Le droit des brevets constitue une branche de la propriété intellectuelle et pendant les 6 années qui viennent de s’écouler j’ai énormément pratiqué cette matière, en particulier sur le plan contentieux.

J’avais donc envie aujourd’hui de vous parler de mon expérience en droit des brevets.

Source: https://pixabay.com

1.    Je me souviens de la toute première affaire de brevet dans laquelle j’ai eu le bonheur d’être impliqué. Cela concernait un appareil de mesure d’un gaz (le NO) dans le corps humain – mesure qui permettait ensuite de procéder au diagnostic de divers états pathologiques ou non.

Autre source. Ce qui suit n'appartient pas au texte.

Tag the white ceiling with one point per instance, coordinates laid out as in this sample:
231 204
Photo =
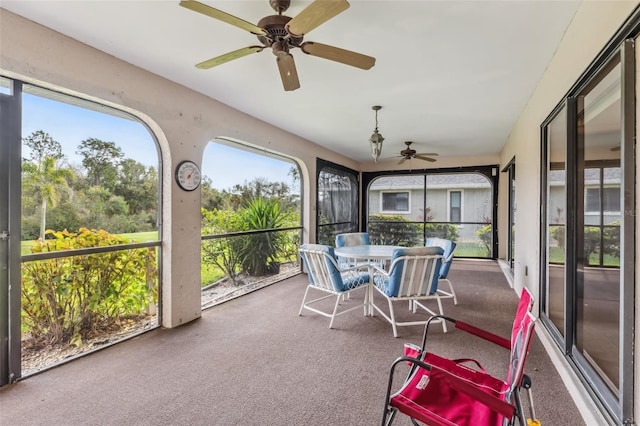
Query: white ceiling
452 76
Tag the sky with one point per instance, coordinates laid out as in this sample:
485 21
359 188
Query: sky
70 125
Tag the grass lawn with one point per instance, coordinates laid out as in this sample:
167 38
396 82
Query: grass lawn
470 250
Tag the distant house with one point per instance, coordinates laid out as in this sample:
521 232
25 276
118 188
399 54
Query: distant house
601 196
464 199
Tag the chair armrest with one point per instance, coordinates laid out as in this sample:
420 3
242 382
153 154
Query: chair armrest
486 335
471 329
378 270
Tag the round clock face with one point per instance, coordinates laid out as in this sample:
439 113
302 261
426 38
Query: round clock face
188 175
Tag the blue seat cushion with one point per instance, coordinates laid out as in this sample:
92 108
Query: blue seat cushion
350 281
352 239
448 246
392 285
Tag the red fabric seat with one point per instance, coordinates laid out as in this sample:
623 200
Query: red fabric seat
442 391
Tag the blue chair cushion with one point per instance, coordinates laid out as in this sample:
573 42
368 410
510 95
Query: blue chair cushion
392 286
448 246
335 275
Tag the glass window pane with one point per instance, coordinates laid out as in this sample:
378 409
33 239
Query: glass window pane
598 286
556 134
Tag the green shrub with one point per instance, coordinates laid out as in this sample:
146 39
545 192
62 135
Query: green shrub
486 237
224 253
259 253
69 299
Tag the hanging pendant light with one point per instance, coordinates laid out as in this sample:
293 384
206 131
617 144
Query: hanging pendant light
376 138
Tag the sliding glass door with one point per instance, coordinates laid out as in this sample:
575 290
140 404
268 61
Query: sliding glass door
588 194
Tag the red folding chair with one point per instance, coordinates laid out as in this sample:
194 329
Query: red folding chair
444 392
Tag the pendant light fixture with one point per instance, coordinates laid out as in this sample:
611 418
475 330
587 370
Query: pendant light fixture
376 138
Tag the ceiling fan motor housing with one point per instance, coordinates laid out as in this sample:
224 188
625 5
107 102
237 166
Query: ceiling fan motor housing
280 5
274 25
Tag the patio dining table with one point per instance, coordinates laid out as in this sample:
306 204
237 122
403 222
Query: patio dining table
372 253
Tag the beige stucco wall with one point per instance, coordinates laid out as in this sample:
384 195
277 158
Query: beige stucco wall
183 127
593 25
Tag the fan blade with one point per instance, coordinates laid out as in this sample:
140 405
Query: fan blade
218 60
343 56
222 16
420 157
315 14
288 72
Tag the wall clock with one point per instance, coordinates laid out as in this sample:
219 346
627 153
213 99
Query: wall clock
188 175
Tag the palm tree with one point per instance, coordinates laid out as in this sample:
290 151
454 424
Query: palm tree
46 180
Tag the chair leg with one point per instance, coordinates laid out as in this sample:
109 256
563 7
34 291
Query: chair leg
304 299
393 319
335 309
453 292
389 415
444 323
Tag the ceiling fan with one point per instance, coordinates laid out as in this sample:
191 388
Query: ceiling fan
409 153
282 33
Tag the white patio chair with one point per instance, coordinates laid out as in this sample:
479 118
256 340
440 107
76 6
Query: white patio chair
449 247
325 275
413 276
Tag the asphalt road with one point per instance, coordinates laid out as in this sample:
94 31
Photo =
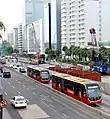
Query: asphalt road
42 104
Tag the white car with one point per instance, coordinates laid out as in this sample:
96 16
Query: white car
15 67
18 101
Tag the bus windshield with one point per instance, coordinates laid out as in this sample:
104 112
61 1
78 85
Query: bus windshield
44 74
93 91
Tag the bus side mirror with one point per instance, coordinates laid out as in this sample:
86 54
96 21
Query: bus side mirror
102 89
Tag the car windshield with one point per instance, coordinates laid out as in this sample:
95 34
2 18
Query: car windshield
20 99
44 74
93 90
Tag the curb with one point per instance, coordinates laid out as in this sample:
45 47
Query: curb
81 107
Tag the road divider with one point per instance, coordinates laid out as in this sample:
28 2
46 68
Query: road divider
91 112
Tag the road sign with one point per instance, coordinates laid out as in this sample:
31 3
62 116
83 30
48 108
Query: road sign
3 104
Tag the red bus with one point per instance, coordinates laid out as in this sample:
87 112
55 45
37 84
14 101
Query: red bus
81 89
40 74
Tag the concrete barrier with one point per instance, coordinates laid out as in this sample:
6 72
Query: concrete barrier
90 112
106 87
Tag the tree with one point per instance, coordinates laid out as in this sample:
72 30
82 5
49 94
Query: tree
6 48
16 51
65 48
2 27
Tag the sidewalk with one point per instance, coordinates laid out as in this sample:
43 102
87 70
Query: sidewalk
6 114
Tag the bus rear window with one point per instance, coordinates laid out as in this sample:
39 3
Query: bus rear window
44 74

Bien sûr, je n’ai pas travaillé tout seul sur cette toute première affaire en matière de brevets. Nous étions une équipe (il faut dire qu’il y avait beaucoup de travail et quatre brevets), mais j’y ai énormément appris, tant sur le plan juridique, que sur le plan de la stratégie et de la pratique.

Cette affaire m’a même permis de prendre part en toute première ligne à une saisie-contrefaçon et de suivre l’ensemble des opérations dirigées par l’expert.